Archiv Linksfraktion - Rede von Gregor Gysi,

Gregor Gysi in der Aktuellen Stunde zur mutmaßlichen Liefergenehmigung durch die Bundesregierung von wohl 200 Leopard-Kampfpanzern an Saudi Arabien

Vizepräsidentin Katrin Göring-Eckardt:

Der Kollege Dr. Gregor Gysi hat das Wort für die Fraktion Die Linke.

(Beifall bei der LINKEN   Philipp Mißfelder (CDU/CSU): Jetzt kommt pro Israel ganz groß!)

Dr. Gregor Gysi (DIE LINKE):

Frau Präsidentin! Meine Damen und Herren! Herr Mißfelder, es ist interessant, dass Sie sich gleich aufregen. Vielleicht hätten Sie in der Union und in der FDP kurz über die deutsche Geschichte nachdenken sollen.

(Peter Beyer (CDU/CSU): Und zwar über die jüngste deutsche Geschichte, Herr Gysi!)

Dann hätten Sie vielleicht begriffen, dass es nach dem Zweiten Weltkrieg eine Schlussfolgerung hätte geben müssen, nämlich dass wir nie wieder an Kriegen verdienen wollen. Sie aber praktizieren exakt das Gegenteil.

(Beifall bei der LINKEN - Dr. Johann Wadephul (CDU/CSU): Reden Sie mal über DDR-Geschichte! Was lernen Sie denn aus der Zeit bis 1989?)

- Hören Sie zu! - Wir sind der drittgrößte Waffenexporteur der Welt. Mehr Waffen verkaufen nur die USA und Russland. Wir liegen vor China, Frankreich und Großbritannien. Angesichts unserer Geschichte ist es nicht zu fassen, dass ein solcher Weg beschritten wird und dass die Rüstungslobby einen solchen Einfluss auf Ihre Parteien hat.

(Beifall bei der LINKEN sowie bei Abgeordneten der SPD)

Es war schon ein Fehler - damit haben Sie recht -, dass Rot-Grün zwischen 1999 und 2005 Waffenexporte im Wert von 260 Millionen Euro nach Saudi-Arabien genehmigt hat. Unter Schwarz-Rot gab es zwischen 2006 und 2009 genehmigte Waffenexporte im Wert von 440 Millionen Euro. Damit lagen wir bei etwa 700 Millionen Euro. Wegen des arabischen Frühlings gab es dann aber wenigstens einen Stopp.
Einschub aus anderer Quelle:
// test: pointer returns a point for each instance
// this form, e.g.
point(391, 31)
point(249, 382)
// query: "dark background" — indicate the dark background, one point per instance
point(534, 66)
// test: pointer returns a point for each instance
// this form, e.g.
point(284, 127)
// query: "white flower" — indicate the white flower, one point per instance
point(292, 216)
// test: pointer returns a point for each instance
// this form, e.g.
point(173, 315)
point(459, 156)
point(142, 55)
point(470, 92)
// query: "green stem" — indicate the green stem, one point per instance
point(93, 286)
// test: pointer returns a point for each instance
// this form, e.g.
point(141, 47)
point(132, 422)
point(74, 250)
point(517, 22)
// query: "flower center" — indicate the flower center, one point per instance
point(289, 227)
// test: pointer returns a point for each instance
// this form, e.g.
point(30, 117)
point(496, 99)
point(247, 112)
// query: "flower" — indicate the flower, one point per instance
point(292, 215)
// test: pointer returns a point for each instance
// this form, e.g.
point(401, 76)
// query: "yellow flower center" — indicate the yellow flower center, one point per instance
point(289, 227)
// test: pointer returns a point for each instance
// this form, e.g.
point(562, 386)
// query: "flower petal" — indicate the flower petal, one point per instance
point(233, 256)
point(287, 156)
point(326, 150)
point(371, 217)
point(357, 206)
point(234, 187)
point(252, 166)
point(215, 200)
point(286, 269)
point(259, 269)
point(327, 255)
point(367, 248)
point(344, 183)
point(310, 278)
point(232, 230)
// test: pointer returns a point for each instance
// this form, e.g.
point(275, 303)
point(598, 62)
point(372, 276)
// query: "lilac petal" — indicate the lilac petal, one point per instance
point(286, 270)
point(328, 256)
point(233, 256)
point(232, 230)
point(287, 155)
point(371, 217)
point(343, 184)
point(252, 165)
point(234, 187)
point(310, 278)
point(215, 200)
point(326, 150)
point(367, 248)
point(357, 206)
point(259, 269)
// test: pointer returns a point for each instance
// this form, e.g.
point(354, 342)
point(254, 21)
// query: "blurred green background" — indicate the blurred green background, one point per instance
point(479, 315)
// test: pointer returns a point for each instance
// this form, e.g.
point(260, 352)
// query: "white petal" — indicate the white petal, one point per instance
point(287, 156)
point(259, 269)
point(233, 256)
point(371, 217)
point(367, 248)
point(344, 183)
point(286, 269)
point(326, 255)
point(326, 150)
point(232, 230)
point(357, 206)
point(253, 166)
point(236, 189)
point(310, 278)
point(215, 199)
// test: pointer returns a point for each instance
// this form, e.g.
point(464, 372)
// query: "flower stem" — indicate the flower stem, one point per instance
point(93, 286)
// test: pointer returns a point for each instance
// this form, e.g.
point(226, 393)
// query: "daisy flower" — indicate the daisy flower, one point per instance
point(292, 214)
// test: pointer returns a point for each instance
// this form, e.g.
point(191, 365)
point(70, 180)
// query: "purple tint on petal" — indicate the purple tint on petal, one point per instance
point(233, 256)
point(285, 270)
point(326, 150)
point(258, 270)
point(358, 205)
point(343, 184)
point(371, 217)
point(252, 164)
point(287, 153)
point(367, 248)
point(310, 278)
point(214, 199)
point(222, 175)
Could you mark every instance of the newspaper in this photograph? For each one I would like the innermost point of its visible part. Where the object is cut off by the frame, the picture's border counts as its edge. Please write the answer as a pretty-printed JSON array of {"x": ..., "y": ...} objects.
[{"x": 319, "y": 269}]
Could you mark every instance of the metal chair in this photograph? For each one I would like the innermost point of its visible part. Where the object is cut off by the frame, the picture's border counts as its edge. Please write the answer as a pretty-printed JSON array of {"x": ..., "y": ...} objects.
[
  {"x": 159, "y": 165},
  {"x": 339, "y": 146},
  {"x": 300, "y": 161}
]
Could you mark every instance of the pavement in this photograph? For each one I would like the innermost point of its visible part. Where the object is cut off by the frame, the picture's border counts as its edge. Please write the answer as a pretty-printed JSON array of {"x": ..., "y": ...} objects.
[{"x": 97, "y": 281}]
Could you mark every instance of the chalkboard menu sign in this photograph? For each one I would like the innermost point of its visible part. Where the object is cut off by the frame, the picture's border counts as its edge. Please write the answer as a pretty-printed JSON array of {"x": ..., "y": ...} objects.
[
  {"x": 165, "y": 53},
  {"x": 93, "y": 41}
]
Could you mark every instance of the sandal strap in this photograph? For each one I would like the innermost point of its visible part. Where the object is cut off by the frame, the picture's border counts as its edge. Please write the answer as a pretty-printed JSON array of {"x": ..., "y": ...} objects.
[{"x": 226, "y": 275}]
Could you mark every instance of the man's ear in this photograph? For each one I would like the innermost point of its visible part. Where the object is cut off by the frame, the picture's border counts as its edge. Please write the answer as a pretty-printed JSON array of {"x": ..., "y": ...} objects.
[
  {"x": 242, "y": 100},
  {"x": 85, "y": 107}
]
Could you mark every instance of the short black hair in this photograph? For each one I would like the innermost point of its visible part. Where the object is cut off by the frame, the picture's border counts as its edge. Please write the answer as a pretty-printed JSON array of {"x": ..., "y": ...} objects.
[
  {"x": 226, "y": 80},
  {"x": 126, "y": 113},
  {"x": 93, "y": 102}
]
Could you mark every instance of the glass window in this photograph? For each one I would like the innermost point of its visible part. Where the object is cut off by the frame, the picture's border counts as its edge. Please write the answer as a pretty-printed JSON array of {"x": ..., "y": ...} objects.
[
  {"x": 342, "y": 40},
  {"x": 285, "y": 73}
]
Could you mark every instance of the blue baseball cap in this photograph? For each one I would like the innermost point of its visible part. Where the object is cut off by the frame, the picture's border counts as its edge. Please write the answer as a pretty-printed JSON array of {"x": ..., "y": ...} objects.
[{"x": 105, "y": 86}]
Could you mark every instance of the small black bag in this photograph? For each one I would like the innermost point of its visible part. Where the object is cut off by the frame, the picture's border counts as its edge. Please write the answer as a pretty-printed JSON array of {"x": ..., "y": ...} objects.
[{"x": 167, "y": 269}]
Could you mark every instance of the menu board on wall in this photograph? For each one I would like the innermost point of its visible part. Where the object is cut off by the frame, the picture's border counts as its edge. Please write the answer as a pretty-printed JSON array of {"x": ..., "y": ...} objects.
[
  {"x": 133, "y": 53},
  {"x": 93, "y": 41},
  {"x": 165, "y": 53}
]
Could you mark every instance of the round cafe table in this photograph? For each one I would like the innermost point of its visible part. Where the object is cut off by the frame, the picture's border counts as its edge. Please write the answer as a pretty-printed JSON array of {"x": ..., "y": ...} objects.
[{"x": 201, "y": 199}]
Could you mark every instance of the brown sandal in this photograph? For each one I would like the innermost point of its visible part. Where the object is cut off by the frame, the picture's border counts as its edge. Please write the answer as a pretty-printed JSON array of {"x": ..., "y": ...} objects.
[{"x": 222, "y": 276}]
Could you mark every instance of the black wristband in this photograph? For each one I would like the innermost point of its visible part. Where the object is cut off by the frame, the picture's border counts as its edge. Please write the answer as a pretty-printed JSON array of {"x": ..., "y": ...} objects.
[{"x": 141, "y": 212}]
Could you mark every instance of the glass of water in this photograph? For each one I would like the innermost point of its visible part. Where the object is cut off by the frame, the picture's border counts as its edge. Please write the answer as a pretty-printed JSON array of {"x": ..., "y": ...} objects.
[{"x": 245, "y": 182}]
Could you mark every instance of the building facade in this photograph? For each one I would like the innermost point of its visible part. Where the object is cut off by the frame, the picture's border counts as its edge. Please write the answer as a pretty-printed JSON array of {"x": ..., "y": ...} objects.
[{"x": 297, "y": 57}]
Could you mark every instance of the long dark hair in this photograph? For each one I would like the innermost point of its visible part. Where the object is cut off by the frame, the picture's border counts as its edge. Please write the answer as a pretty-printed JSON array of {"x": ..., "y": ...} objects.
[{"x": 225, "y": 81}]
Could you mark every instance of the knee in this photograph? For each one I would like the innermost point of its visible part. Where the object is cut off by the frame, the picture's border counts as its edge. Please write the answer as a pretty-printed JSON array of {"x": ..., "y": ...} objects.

Jetzt hat man gesagt, es sei dort ein neues Spannungsgebiet entstanden. Sie beenden nun den Stopp, indem Sie gerade an das Regime von Saudi-Arabien 200 Panzer liefern. Das ist unerhört, und das hat unsere Bevölkerung nicht verdient.

(Beifall bei der LINKEN und dem BÜNDNIS 90/DIE GRÜNEN sowie bei Abgeordneten der SPD)

Herr Trittin hat es schon angesprochen: In Bahrain gibt es eine Minderheit von Sunniten, die die Mehrheit der Schiiten unterdrückt. In Saudi-Arabien ist die Situation umgekehrt. Aus diesem Grund, abgesehen von seiner Bedeutung als amerikanischem Stützpunkt, unterstützt das dortige Königshaus Bahrain.

Aber was ist Saudi-Arabien für ein Land? Was herrschen dort für Zustände? Ich darf Ihnen ein paar Beispiele nennen - Jürgen Trittin hat es schon gesagt  : Frauen dürfen nicht Auto fahren. Es gibt keine Wahlen. Es gibt keine legale Opposition. Es gibt Todesurteile.

(Claudia Roth (Augsburg) (BÜNDNIS 90/DIE GRÜNEN): Scharia!   Zuruf von der FDP: DDR!)

Es gibt Folter. Es gibt öffentliche Auspeitschungen und das Abhacken von Händen. Und dahin liefern Sie Waffen und Panzer! Das ist doch nicht zu fassen. Das muss man ganz klar sagen.

(Beifall bei der LINKEN und dem BÜNDNIS 90/DIE GRÜNEN sowie bei Abgeordneten der SPD)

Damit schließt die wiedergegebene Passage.